A full transcript of President Obama’s press conference on the debt ceiling is here, and an excerpt is below. The bottom line, though, is that Republicans are completely incapable of reaching an even semi-serious compromise, one in which both sides give something, because they are terrified of/controlled by the extremists in their party. That’s why John Boehner, who had wanted to cut a big deal with President Obama, was forced to back down. It’s also why the ambitious, cutthroat, unprincipled Eric Cantor is happy right now, as he sees a path to move up in rank. Meanwhile, the country’s solvency, economy, prosperity, future all hang in the balance, while Republicans like Eric Cantor stick to their rigid, taxes-are-evil, my-way-or-the-highway approach. Wonderful, eh?

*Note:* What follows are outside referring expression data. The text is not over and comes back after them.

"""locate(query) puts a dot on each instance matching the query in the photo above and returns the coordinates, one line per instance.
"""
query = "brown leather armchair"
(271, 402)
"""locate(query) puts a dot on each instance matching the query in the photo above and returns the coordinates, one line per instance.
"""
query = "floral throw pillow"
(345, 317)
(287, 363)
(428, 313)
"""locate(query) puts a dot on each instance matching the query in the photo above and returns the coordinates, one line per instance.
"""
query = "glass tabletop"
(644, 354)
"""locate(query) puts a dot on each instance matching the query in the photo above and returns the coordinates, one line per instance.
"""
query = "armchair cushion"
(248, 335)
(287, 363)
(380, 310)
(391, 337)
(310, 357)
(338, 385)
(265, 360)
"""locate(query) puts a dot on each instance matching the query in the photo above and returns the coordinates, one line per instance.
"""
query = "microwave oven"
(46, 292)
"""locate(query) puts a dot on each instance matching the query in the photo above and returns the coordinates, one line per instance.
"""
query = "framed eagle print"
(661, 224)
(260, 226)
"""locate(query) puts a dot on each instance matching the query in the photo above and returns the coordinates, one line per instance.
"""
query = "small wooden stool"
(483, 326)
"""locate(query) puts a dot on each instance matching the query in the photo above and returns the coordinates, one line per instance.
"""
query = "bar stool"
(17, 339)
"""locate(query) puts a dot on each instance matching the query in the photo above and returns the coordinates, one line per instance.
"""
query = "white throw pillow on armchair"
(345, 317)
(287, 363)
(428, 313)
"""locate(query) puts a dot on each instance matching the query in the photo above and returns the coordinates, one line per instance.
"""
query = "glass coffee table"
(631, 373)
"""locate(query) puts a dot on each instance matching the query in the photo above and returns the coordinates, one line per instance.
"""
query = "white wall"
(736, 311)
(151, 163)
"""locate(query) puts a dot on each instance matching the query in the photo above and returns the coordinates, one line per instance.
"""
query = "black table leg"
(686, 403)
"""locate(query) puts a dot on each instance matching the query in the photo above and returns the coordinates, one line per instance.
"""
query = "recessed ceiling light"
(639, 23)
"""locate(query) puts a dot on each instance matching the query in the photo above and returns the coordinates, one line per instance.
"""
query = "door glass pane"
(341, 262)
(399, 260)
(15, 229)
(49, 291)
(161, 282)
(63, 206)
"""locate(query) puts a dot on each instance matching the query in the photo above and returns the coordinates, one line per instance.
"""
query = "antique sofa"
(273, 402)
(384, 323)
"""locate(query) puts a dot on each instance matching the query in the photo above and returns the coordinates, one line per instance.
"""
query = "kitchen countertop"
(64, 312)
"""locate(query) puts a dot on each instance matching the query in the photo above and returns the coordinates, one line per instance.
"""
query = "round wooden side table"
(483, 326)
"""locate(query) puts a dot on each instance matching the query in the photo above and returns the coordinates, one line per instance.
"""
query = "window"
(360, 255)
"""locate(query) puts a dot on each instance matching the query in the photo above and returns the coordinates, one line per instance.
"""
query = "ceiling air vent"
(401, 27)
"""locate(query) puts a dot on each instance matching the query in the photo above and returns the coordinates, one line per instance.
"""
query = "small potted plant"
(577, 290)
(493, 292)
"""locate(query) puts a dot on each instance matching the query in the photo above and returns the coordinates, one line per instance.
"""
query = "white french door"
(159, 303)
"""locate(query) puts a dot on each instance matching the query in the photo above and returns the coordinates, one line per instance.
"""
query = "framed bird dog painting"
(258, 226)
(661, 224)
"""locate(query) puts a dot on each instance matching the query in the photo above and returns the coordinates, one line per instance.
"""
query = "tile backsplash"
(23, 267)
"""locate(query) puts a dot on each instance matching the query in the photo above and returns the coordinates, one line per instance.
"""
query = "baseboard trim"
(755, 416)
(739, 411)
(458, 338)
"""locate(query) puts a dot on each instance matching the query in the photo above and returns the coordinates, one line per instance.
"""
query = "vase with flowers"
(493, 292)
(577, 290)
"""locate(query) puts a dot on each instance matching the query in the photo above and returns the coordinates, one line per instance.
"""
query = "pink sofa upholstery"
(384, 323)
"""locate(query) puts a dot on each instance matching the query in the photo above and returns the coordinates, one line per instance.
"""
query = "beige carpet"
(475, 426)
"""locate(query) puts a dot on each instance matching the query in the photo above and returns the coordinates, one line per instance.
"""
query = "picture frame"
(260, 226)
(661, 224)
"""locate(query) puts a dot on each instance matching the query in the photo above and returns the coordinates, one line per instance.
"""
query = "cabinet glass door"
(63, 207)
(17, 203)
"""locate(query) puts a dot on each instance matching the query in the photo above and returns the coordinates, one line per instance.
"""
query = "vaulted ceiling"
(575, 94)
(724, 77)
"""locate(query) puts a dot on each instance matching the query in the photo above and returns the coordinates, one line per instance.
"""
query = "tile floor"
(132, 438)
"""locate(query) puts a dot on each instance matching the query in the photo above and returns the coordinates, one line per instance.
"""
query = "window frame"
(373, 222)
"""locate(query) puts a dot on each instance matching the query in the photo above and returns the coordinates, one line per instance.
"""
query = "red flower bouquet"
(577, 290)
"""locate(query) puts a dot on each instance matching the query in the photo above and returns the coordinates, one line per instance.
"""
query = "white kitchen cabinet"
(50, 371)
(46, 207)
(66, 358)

I will not sign a 30-day or a 60-day or a 90-day extension. That is just not an acceptable approach. And if we think it’s going to be hard — if we think it’s hard now, imagine how these guys are going to be thinking six months from now in the middle of election season where they’re all up. It’s not going to get easier. It’s going to get harder. So we might as well do it now — pull off the Band-Aid; eat our peas. (Laughter.) Now is the time to do it. If not now, when?
We keep on talking about this stuff and we have these high-minded pronouncements about how we’ve got to get control of the deficit and how we owe it to our children and our grandchildren. Well, let’s step up. Let’s do it. I’m prepared to do it. I’m prepared to take on significant heat from my party to get something done. And I expect the other side should be willing to do the same thing — if they mean what they say that this is important.
I believe that’s known as “calling their bluff.” So, now what happens?